最短で成果を出したいと考えるのであれば食事制限は必要不可欠です。
ネットで検索すれば様々な種類のダイエットが出てきますが、最短で成果を出すという目的がはっきりしているのであれば、食事制限なしで行えるダイエットはデタラメか危険な薬を使用した方法だという認識でも問題ないと思っています。

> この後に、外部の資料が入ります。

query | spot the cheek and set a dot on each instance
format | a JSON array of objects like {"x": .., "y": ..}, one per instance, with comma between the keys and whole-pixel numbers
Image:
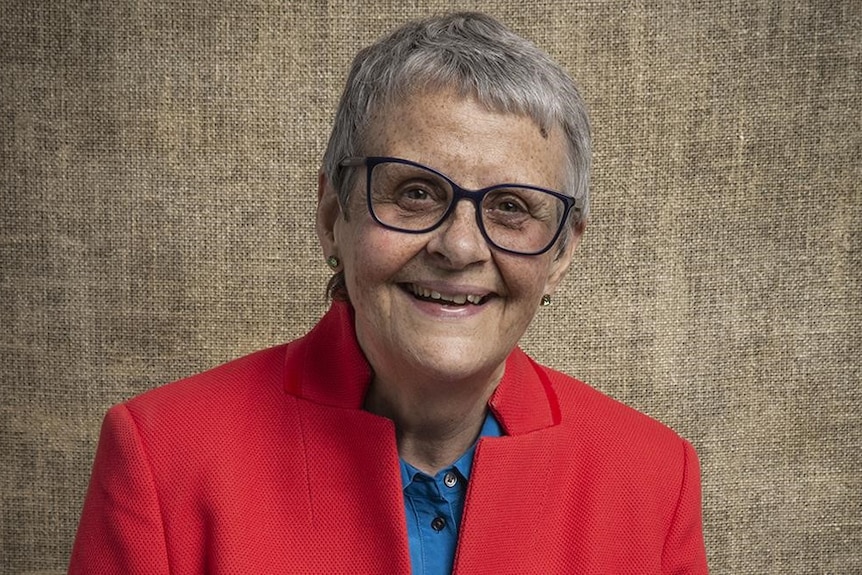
[{"x": 524, "y": 278}]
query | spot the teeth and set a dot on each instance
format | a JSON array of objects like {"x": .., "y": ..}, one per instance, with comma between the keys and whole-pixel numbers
[{"x": 458, "y": 299}]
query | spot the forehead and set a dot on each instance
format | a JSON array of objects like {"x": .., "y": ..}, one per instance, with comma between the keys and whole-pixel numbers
[{"x": 472, "y": 144}]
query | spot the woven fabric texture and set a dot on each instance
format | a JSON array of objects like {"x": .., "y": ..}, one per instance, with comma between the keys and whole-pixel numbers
[{"x": 158, "y": 169}]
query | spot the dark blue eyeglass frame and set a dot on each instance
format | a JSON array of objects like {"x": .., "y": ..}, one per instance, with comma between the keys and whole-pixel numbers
[{"x": 458, "y": 194}]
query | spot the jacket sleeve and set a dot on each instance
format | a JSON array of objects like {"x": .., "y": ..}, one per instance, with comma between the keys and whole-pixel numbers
[
  {"x": 121, "y": 529},
  {"x": 684, "y": 551}
]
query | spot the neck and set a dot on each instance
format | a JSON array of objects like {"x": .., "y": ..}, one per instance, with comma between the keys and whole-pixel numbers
[{"x": 435, "y": 425}]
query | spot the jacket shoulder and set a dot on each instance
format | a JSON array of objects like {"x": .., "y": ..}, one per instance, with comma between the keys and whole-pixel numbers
[
  {"x": 590, "y": 411},
  {"x": 239, "y": 385}
]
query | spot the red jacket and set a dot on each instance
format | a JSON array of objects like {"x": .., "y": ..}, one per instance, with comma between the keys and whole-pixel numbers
[{"x": 268, "y": 464}]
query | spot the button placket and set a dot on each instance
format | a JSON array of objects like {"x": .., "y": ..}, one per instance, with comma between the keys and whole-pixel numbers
[{"x": 450, "y": 480}]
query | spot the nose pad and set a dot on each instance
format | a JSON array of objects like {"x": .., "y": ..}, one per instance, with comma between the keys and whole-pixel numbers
[{"x": 459, "y": 239}]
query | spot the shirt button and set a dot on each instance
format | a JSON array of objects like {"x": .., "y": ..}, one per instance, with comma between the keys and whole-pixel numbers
[
  {"x": 438, "y": 524},
  {"x": 450, "y": 479}
]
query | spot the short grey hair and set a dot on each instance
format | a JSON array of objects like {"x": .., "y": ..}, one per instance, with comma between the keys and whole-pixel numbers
[{"x": 478, "y": 57}]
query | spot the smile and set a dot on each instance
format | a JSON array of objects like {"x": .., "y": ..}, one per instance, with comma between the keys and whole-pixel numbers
[{"x": 449, "y": 299}]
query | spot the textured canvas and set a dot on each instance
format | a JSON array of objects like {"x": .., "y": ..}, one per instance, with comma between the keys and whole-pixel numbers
[{"x": 158, "y": 167}]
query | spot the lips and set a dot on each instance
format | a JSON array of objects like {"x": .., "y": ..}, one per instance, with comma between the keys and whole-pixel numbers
[{"x": 445, "y": 298}]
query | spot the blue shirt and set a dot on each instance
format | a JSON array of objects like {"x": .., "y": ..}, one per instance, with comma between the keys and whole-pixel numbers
[{"x": 434, "y": 506}]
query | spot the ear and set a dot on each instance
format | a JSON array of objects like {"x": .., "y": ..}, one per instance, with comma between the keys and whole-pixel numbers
[
  {"x": 328, "y": 212},
  {"x": 560, "y": 265}
]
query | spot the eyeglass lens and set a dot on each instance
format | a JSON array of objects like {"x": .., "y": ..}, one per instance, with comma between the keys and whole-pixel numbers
[{"x": 412, "y": 198}]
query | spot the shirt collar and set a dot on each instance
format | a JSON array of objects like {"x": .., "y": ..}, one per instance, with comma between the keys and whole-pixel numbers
[{"x": 490, "y": 428}]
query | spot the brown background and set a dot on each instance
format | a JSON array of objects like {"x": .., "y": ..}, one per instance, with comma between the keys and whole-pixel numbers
[{"x": 158, "y": 186}]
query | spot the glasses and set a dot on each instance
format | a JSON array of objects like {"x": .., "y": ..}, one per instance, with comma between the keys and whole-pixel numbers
[{"x": 408, "y": 197}]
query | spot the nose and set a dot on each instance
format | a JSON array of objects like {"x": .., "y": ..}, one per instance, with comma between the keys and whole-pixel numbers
[{"x": 458, "y": 240}]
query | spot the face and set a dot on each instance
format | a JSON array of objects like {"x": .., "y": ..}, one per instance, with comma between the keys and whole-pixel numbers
[{"x": 414, "y": 294}]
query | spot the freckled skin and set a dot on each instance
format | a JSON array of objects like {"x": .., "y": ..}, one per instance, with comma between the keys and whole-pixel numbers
[{"x": 419, "y": 350}]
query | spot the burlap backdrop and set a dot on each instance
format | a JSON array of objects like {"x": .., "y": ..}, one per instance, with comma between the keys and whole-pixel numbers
[{"x": 158, "y": 188}]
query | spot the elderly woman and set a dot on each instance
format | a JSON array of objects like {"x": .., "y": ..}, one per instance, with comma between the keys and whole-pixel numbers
[{"x": 407, "y": 432}]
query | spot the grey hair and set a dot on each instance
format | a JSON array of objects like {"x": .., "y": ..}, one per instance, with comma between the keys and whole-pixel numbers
[{"x": 478, "y": 57}]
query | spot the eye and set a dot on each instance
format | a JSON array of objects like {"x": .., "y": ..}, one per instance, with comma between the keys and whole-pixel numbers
[
  {"x": 510, "y": 206},
  {"x": 507, "y": 203},
  {"x": 415, "y": 193}
]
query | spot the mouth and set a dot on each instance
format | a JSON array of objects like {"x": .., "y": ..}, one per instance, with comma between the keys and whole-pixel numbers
[{"x": 449, "y": 299}]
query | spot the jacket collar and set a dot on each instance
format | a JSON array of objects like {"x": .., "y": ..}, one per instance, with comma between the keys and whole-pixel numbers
[{"x": 327, "y": 367}]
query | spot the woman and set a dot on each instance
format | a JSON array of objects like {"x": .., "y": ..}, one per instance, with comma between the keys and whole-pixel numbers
[{"x": 407, "y": 432}]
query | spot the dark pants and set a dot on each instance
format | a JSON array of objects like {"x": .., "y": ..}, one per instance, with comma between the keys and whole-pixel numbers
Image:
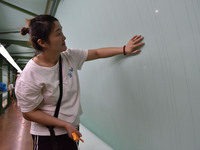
[{"x": 44, "y": 143}]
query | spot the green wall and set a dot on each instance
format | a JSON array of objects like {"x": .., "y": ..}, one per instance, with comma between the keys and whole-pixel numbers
[{"x": 144, "y": 102}]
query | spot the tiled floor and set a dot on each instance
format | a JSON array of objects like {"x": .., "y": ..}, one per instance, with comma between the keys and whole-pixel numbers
[{"x": 14, "y": 133}]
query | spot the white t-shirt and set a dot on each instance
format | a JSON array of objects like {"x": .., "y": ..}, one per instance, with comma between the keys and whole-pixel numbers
[{"x": 38, "y": 87}]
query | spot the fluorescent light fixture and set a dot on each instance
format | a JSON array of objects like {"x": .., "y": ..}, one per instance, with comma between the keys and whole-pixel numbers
[{"x": 7, "y": 56}]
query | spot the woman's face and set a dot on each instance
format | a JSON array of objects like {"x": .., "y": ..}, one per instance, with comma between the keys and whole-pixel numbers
[{"x": 57, "y": 39}]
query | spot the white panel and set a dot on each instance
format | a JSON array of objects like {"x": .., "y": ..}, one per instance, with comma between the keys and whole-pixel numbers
[{"x": 149, "y": 101}]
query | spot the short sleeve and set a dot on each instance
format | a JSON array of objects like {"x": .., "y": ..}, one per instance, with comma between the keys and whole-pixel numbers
[
  {"x": 29, "y": 96},
  {"x": 79, "y": 56}
]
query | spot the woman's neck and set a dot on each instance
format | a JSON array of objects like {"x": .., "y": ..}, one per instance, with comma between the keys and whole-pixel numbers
[{"x": 46, "y": 59}]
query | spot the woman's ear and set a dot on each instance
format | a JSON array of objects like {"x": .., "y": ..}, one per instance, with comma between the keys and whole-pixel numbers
[{"x": 41, "y": 43}]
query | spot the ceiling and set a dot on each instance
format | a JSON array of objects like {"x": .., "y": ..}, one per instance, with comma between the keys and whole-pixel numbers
[{"x": 13, "y": 17}]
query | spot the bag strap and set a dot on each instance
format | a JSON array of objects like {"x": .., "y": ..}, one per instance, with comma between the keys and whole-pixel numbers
[
  {"x": 51, "y": 128},
  {"x": 61, "y": 88}
]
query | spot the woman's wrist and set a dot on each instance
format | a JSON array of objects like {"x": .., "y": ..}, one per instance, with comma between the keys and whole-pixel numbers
[{"x": 124, "y": 49}]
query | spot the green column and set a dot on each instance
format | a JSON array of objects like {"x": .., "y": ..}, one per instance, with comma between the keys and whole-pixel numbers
[{"x": 9, "y": 82}]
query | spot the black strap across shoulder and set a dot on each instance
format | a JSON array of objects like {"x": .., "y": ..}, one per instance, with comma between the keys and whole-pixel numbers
[{"x": 51, "y": 128}]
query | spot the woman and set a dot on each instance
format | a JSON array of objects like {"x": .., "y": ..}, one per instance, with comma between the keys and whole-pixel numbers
[{"x": 37, "y": 88}]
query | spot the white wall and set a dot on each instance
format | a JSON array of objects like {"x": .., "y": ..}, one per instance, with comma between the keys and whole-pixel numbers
[{"x": 149, "y": 101}]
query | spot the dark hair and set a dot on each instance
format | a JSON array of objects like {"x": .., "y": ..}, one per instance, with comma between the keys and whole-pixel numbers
[{"x": 39, "y": 27}]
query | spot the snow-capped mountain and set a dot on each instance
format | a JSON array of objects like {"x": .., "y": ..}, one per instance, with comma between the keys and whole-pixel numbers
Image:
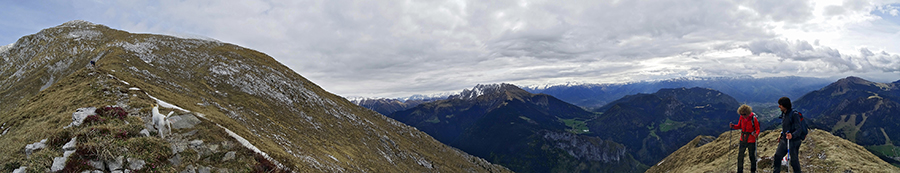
[
  {"x": 744, "y": 89},
  {"x": 247, "y": 112}
]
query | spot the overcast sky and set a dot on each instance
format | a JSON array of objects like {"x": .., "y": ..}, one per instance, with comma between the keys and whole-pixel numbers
[{"x": 388, "y": 48}]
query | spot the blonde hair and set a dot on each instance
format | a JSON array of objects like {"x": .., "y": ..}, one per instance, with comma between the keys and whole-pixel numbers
[{"x": 745, "y": 110}]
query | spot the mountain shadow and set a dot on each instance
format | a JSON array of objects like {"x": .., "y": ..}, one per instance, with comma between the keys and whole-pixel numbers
[
  {"x": 652, "y": 126},
  {"x": 858, "y": 110},
  {"x": 522, "y": 131}
]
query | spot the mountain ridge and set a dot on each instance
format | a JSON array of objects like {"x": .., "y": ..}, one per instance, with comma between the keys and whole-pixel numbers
[
  {"x": 293, "y": 120},
  {"x": 653, "y": 125},
  {"x": 511, "y": 127},
  {"x": 820, "y": 152}
]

ここで紹介するダイエットは高たんぱく低カロリーダイエットに分類されると思います。
食事や飲水の際には下記のルールが大切です。
栄養成分表を確認する習慣
どんな食品、飲料であっても口に運ぶものはすべて栄養成分表を確認してください。

食品などの裏面に記載されているこの部分ですね。
栄養成分表を確認する理由
- ダイエット食品がすべて食べていいものだとは限らない。
- 味付けなどによってカロリーは大きく変わる。
- 栄養成分次第ではお腹いっぱい食べられる。
1.ダイエット食品
実はそうなんです!
ダイエットを売り文句にしているような商品でも裏面を見てみると恐ろしい成分表になっていることは多々あります。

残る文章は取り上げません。